I write from New Haven, Connecticut. Day one.
Tonight is a very clear dividing line between two chapters of my life. I’m all alone in my new, empty apartment, as if the solitude is providing the silence necessary for me to hear the nearly inaudible swish of a page being turned by the breeze in my Book of Life.
I am at last. I awoke this morning in Washington, D.C. in my friend Lauren’s apartment and hit the road around 8:00. After the months of waiting and the nine previous days of gradually making my way east, it was time to set coordinates for New Haven.
My entire mood changed when I got outside of D.C. I felt glad but mostly determined. I looked around the landscape like one surveying newly purchased property instead of the tourist I’d been on all previous days of the trip. “Alright, East Coast,” I thought. “Show me what I’ve just gotten myself into.”
I am struck by how water, land and greenery are interwoven on this side of the nation. It’s like the land turns to lace as it interfaces with the Atlantic – so many bays, rivers, marshes. Not the abrupt and rocky land-meets-water-and-that’s-final coastline of California. The heat and humidity make all substances seem a bit more homogenous too – everything is wet and everything is hot, so bricks, bark, earthworms, the Chesapeake, and my Mini Cooper seem to have a more similar consistency.

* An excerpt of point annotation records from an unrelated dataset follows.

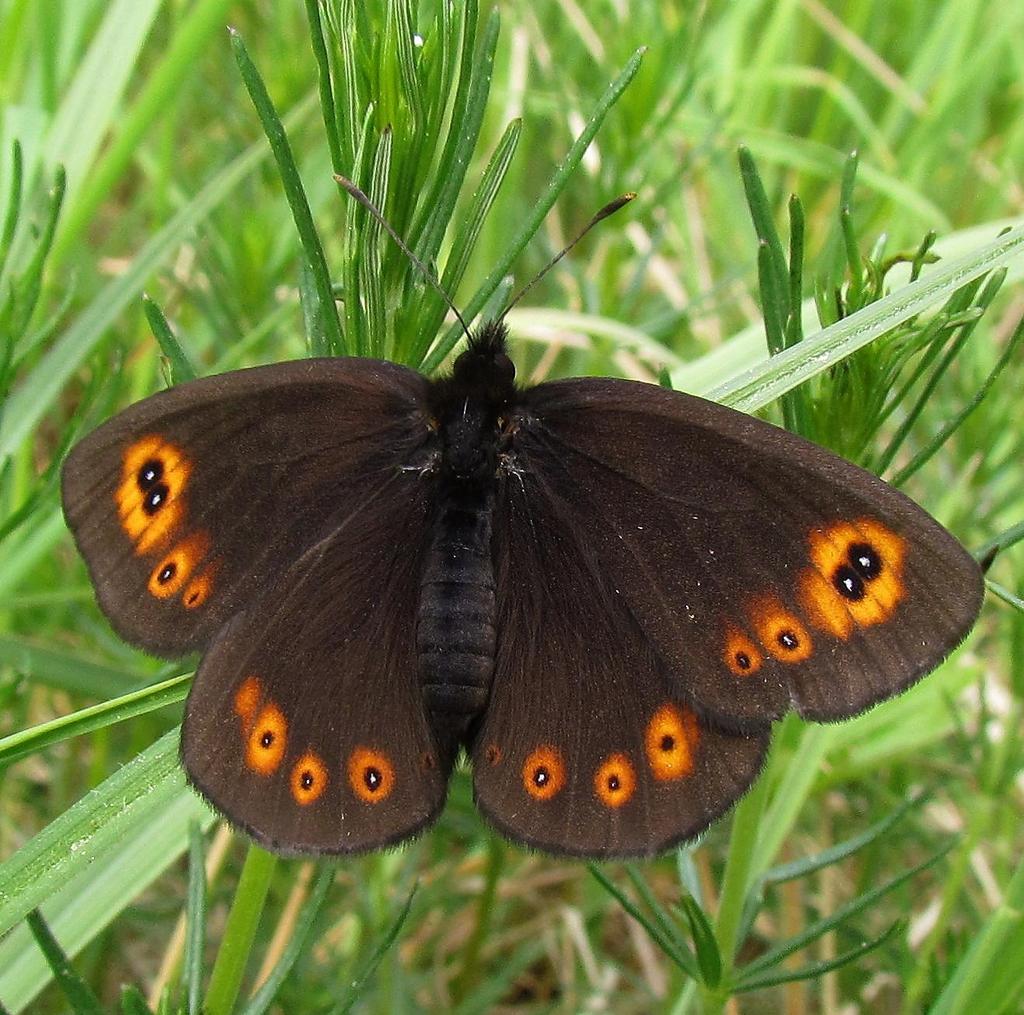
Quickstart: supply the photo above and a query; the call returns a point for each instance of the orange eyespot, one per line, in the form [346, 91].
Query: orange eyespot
[267, 739]
[152, 533]
[247, 699]
[740, 653]
[614, 780]
[308, 778]
[862, 564]
[199, 589]
[176, 565]
[153, 476]
[544, 772]
[671, 739]
[825, 608]
[781, 634]
[370, 774]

I saw the route would take me near Philadelphia, so I had to pull over and make a stop. I easily found a great parking spot and put two hours worth in the meter. I saw the Liberty Bell, the front hall of the Constitution Center, and barely made it in for a tour of Independence Hall. My emotions caught me off guard. It knocks me out when theory collides with action, and the virtue displayed by many of our Founding Fathers is truly something to marvel at.

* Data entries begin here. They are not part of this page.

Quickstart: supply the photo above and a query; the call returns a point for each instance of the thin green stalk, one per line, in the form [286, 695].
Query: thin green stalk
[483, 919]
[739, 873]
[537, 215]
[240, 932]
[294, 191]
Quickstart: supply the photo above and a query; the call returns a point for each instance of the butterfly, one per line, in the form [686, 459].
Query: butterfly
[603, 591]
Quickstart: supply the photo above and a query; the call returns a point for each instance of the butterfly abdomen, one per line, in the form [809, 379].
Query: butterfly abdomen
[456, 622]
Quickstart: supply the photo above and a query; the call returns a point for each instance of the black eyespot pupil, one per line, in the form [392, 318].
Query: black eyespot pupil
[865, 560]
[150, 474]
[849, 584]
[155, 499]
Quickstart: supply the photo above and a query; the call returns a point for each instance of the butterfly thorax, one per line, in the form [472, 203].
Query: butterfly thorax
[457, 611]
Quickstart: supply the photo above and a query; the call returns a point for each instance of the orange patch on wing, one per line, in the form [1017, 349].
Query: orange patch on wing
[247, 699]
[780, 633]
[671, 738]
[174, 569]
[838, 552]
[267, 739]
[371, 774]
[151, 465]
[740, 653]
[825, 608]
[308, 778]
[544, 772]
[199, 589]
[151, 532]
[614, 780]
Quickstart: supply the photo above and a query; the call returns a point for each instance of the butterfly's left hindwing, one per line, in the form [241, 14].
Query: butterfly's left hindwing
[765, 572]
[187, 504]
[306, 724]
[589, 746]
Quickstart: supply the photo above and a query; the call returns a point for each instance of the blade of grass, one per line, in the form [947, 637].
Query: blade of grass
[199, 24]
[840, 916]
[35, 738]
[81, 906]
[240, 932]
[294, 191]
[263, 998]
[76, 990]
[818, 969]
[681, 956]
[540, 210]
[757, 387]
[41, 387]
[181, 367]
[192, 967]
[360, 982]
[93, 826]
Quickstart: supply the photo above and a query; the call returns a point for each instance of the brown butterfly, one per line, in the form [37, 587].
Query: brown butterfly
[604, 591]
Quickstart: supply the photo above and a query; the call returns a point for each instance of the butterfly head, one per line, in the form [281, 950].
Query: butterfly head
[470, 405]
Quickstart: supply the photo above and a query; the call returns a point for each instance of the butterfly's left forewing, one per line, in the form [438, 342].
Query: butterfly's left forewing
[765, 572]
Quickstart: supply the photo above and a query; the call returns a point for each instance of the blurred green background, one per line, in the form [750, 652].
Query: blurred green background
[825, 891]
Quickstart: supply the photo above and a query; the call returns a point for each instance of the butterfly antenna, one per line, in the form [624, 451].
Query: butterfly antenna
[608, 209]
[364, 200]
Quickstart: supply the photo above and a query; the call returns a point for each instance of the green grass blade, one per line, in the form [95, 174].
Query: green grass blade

A few months ago I admitted to Greer that I secretly thought America was invincible (even though I knew at the time this was a bad theory). Our system seems capable of staying intact through pretty much anything we citizens can throw at it, so I don’t go to any great lengths to fight to keep things on track. In his characteristic combination of force and gentleness, Greer reminded me that the survival of our country depends on the daily actions of people who really do have a lot of power. In a government made by the people for the people, the people turn out to be pretty important.

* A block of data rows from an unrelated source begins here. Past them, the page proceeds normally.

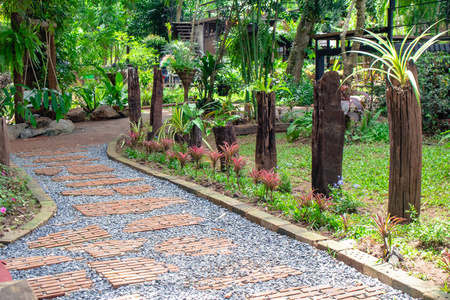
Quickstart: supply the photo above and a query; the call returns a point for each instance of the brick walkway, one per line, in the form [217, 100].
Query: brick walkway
[107, 256]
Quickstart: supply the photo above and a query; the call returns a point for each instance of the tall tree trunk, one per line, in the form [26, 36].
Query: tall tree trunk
[327, 134]
[349, 61]
[405, 135]
[17, 76]
[51, 61]
[179, 10]
[266, 145]
[302, 37]
[157, 98]
[4, 143]
[134, 96]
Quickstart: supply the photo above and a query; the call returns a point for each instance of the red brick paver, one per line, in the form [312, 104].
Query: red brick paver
[109, 248]
[162, 222]
[251, 276]
[129, 297]
[133, 189]
[76, 170]
[52, 286]
[48, 171]
[89, 192]
[25, 263]
[191, 245]
[321, 292]
[73, 163]
[50, 153]
[126, 206]
[83, 177]
[131, 270]
[101, 182]
[69, 237]
[58, 158]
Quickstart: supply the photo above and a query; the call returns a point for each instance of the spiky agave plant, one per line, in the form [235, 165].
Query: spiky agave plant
[396, 63]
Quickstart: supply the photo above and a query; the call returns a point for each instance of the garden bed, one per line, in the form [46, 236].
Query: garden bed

I thought about this conversation while I stood in the rooms where the foundation was laid and imagined every chair filled by a man with hopes and doubts, personal ambition, a family to provide for, a body to feed and keep warm, a past with some heartbreaks, a totally uncertain future, a closet full of clothes, and the inner conflict all humans share between what is best for me and what is best. What an extraordinary gathering of gentlemen met in those rooms.
I dried my tears and quickly ate a delicious falafel I bought from a street vendor and set out on the last leg of the trip. Toll booths, winding turnpikes, a view of Manhattan from the G. Washington Bridge that took my breath, 90 more minutes on the I-95, a quick stop to pick up my keys, and all of the sudden I was standing in my very own, very empty 330 square foot apartment.